Giraffe Leung Lok-hei has visited up to 30 banks in the past two years, most of the time carrying a single HK$100 (US$13) note with him.
The 26-year-old remembers queuing for up to nine hours to exchange the money for a mass of 20-cent coins, a rare request that often perplexes members of staff.
“They would ask: ‘Are you a vendor? What do you use the coins for?’”
“And I would answer: ‘For art’,” Leung says, laughing.
“Then comes the lonely and tiresome journey dragging a suitcase full of copper home.”
His somewhat bizarre artwork features coins, white sandalwood leaves and handwritten traditional Chinese characters, all of which were once prevalent in Hongkongers’ daily lives but now “rendered obsolete by social development”, according to Leung.
For the coin paintings, the millennial artist uses chemicals that cause rusting, and the creative process usually takes months of working – and waiting.
Leung has completed 12 such works since 2017, each crafted using tens of thousands of coins, depicting iconic Hong Kong scenes with a nostalgic touch, such as the HSBC lion statues in Central and horse racing, the sport of colonial origins that still grips the city.
“Even for someone as young as me, it’s evident that Hong Kong is changing more and more rapidly. I wish to remind people of the value of things that existed and played a role in our lives,” Leung says of the messages behind his creations.
For Leung, keeping these memories is a way of taking back control in an efficiency-oriented society that “pushes people to move on without asking their will”, where there is little room to slow down and learn from the past.
He chooses the 20-cent coin as the medium because of its unique shape, whereas the leaves represent the city’s diminishing green areas, and handwritten characters symbolise the challenges the form faces in the digital era.
Describing himself as a “very local” artist focusing on social issues, Leung says his favourite work involving the coins is the one portraying the Queen’s Pier, a colonial heritage site once located in Central and demolished between 2007 and 2008 in spite of protests.
“I was 14 at the time, and I watched the pier being destroyed. But I couldn’t understand why people went on hunger strike and refused to leave.

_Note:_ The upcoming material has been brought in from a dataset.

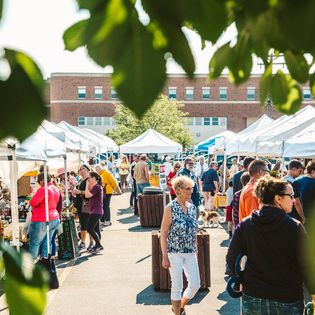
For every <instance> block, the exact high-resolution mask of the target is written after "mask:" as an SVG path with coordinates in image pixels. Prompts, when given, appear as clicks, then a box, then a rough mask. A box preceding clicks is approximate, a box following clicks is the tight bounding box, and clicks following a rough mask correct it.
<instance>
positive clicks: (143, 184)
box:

It seemed like overreacting to me,” Leung recalls. “Only when looking back did I realise that it was my first memory of civil disobedience.”
Another artwork he mentions is one that compares the skyline of Central with Sham Shui Po’s, the poorest region in Hong Kong.
To amplify the contrast, Leung created the image of Central with dollar coins instead of the lower monetary value of the 20-cent pieces.
“The implications may be subtle, but quite relatable for Hongkongers. Some netizens commented that my works tell stories,” Leung says, adding the internet was the place where his name somehow came into fame.
When Leung quit his interior designer job and started making art two years before, the college graduate had no connections to the art community, so he decided to post his works on LIHKG, a forum website popular among the city’s youth.
With the first post attracting over 1,000 replies, Leung has managed to sell five coin paintings to online buyers so far, while planning his first exhibition in the coming months.
“I watched him rising from nobody to having these opportunities, it’s hard not to admire his perseverance,” says Ken Cheng, 25, Leung’s college friend.
“I knew he had great ideas, but I didn’t think he could make it – not many artists can after all.”
Leung, who has also been taking freelancing design jobs and teaching at workshops, is to enroll in a master’s degree programme in creative art later this year.
“It’s a requirement from my parents, who still have doubts about what I do,” Leung says. “Sometimes in order to do what you really want, there has to be compromise.”